In the 1970s and '80s, back to school for most Catholic children no longer meant parish school but public school.

In the past 20 years, families have become increasingly dissatisfied with what public schools are offering.

Today's parents often feel forced to choose between public schools that were ineffective and private schools that were unaffordable. For Catholics with large families, it is worse. The home schooling movement has grown as many parents discovered that the only way to provide a sound education is to do it themselves.

But in inner-city neighborhoods, where poverty and single parent rates are high, home schooling is often impossible - and public schools are much worse.

Classrooms are often high-stress exercises in controlling society's roughest characters in humanity's most undisciplined age groups. Students with the best intentions can easily come under the influence of peers who value 1,000 things above their education.

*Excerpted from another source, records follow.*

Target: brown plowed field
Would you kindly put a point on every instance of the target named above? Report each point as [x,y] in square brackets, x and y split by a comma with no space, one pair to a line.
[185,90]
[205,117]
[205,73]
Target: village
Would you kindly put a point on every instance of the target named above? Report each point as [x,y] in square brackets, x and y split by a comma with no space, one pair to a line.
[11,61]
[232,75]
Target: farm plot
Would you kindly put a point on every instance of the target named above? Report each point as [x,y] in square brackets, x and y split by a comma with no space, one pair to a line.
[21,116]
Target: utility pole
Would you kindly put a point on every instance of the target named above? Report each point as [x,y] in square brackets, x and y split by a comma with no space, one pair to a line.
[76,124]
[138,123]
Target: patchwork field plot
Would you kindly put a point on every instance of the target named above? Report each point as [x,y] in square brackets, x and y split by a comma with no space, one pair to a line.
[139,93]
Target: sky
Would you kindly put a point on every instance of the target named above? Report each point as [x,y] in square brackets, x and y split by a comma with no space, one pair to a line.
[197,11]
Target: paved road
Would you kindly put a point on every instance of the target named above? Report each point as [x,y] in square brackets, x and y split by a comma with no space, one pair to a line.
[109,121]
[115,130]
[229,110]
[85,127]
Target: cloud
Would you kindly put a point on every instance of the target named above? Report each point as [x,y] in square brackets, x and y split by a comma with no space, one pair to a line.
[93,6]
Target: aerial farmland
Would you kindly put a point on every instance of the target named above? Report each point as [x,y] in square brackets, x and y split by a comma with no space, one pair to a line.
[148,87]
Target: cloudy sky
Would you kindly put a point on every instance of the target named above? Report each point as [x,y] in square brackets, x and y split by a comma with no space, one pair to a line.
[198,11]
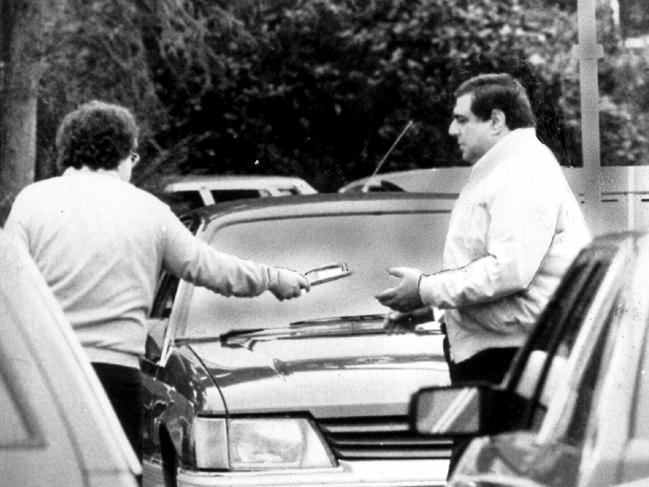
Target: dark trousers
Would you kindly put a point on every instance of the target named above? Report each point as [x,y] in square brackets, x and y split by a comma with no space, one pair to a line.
[490,365]
[123,386]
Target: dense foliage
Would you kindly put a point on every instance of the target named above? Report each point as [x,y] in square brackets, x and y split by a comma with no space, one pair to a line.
[321,88]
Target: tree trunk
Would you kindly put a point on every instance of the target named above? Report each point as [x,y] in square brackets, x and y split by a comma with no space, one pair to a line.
[21,54]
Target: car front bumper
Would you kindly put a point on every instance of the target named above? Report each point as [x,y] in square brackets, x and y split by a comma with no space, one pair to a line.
[383,473]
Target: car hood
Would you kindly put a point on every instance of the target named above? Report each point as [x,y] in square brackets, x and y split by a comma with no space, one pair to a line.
[517,460]
[335,369]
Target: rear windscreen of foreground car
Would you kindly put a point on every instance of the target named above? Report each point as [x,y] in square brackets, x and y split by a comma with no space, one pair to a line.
[369,243]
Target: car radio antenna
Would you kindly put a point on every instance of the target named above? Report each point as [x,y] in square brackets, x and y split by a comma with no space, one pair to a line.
[366,186]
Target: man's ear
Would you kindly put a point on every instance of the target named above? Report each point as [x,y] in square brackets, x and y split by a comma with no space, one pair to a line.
[498,120]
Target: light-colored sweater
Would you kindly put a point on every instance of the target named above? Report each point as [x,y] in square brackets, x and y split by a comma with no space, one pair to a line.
[513,232]
[101,243]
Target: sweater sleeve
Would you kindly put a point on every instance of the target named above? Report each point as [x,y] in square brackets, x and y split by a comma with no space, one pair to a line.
[191,259]
[18,220]
[520,227]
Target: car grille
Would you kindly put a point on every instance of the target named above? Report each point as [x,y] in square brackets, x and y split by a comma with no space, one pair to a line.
[380,438]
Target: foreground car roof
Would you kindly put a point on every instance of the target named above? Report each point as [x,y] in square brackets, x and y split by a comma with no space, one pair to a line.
[327,203]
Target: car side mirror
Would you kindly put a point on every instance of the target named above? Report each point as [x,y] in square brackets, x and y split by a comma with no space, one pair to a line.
[466,410]
[154,338]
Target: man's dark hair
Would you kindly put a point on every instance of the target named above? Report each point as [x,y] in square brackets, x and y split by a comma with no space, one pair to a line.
[97,134]
[499,91]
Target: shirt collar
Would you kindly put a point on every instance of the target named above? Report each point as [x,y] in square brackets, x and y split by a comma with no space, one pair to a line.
[85,170]
[494,155]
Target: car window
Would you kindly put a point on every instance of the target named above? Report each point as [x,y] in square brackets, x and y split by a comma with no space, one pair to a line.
[369,243]
[183,201]
[542,361]
[236,194]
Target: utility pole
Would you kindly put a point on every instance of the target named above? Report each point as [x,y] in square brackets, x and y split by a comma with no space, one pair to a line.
[589,53]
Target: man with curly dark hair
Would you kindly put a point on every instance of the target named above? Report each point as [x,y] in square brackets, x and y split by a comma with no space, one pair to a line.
[101,243]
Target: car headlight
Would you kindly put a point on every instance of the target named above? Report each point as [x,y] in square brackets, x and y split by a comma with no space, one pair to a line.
[259,444]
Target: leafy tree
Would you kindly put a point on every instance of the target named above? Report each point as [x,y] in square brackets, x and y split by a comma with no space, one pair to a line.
[23,46]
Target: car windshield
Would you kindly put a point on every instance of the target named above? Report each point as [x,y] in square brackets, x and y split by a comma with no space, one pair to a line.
[368,243]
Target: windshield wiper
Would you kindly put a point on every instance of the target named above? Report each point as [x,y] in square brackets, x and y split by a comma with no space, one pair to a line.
[335,319]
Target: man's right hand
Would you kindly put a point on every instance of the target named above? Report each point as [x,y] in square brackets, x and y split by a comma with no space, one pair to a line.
[287,284]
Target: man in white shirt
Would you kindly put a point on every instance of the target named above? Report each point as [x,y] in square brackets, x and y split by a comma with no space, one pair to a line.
[101,243]
[513,232]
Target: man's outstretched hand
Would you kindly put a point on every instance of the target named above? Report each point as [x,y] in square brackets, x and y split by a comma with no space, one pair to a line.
[405,295]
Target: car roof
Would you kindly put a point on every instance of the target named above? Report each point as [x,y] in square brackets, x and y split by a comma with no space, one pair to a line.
[236,181]
[325,203]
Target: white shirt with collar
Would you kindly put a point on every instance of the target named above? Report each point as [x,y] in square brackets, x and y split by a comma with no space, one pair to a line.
[513,232]
[100,243]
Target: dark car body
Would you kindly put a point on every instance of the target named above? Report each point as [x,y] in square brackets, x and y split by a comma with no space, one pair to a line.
[324,358]
[574,409]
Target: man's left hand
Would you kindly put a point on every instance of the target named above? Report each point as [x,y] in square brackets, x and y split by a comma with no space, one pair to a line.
[405,295]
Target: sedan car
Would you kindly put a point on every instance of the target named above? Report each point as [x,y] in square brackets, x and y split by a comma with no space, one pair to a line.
[574,408]
[189,192]
[58,427]
[305,392]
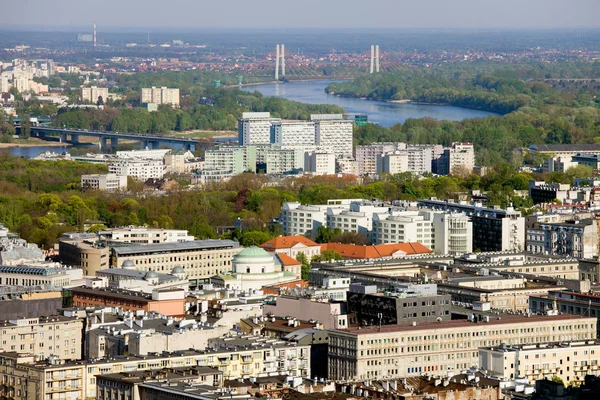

Meanwhile, in the school-voucher movement, a bright spot briefly flickered for poor parents, only to be snuffed out. School-voucher programs were conceived to give poor families access to some of the piles of taxpayer money confiscated for education.

Some of the biggest battles over vouchers were fought in Florida, after Jeb Bush became governor in 1999. His Opportunity Scholarship Program would give families a tuition credit to help them attend private schools.

But, in a fight that pitted powerful teacher unions against poverty-level parents who want a chance to help their children get a better education, the Democratic Party was firmly and immovably on the side of the teacher unions. That meant black politicians were, too.

Respected political activist U.S. Rep. Carrie Meek, D-Fla., has always been against vouchers, arguing that federal money should be spent improving schools.

But Meek is older now, and in a reflective mood. Earlier this month, she told the St. Petersburg Times, "I spent a great part of my life trying to strengthen minority children and minority families. To get a scholarship like this would be very helpful to some of these children."

Meek's support is crucial to pro-voucher forces in Florida. Florida lawmaker Terry Fields is another black Democrat who has opposed vouchers throughout his career.

Until last year.

Meek's support may be "the catalyst ... to start a dialogue," he said. He points to Duval County where "there are 11 'F' schools, and all 11 of those 'F' schools are in the African-American community."

He said it's time to "get out of our comfortable boxes and do what's best for our kids."

Meek and Fields are part of a growing trend in Florida.

State Rep. Betty Reed and other black lawmakers backed a pro-vouchers bill.

State Sen. Al Lawson expects more black politicians to begin backing vouchers. The black community is frustrated by extremely low graduation rates among black students and black ministers are now more likely to promote vouchers.

"Lawson himself voted against establishment of the tax-credit voucher in 2001," said the St. Petersburg Times, "But in 2006 he was the lone black senator to vote for the voucher amendment and in the spring, he spoke in front of thousands of minority kids and parents at a pro-voucher rally in Tallahassee."

Vouchers are still a long way off - even in Florida. In 2006, the state senate failed by a single vote to put a constitutional amendment on the ballot aimed at protecting vouchers after the Florida Supreme Court found them unconstitutional.

But it is telling that, after Hurricane Katrina displaced students on the Gulf Coast, the federal government now operates the largest voucher program in the United States.

Black lawmakers in Florida are starting to recognize that inner city schools have become a disaster as destructive as Katrina. We hope the rest of America will rally around them some day soon.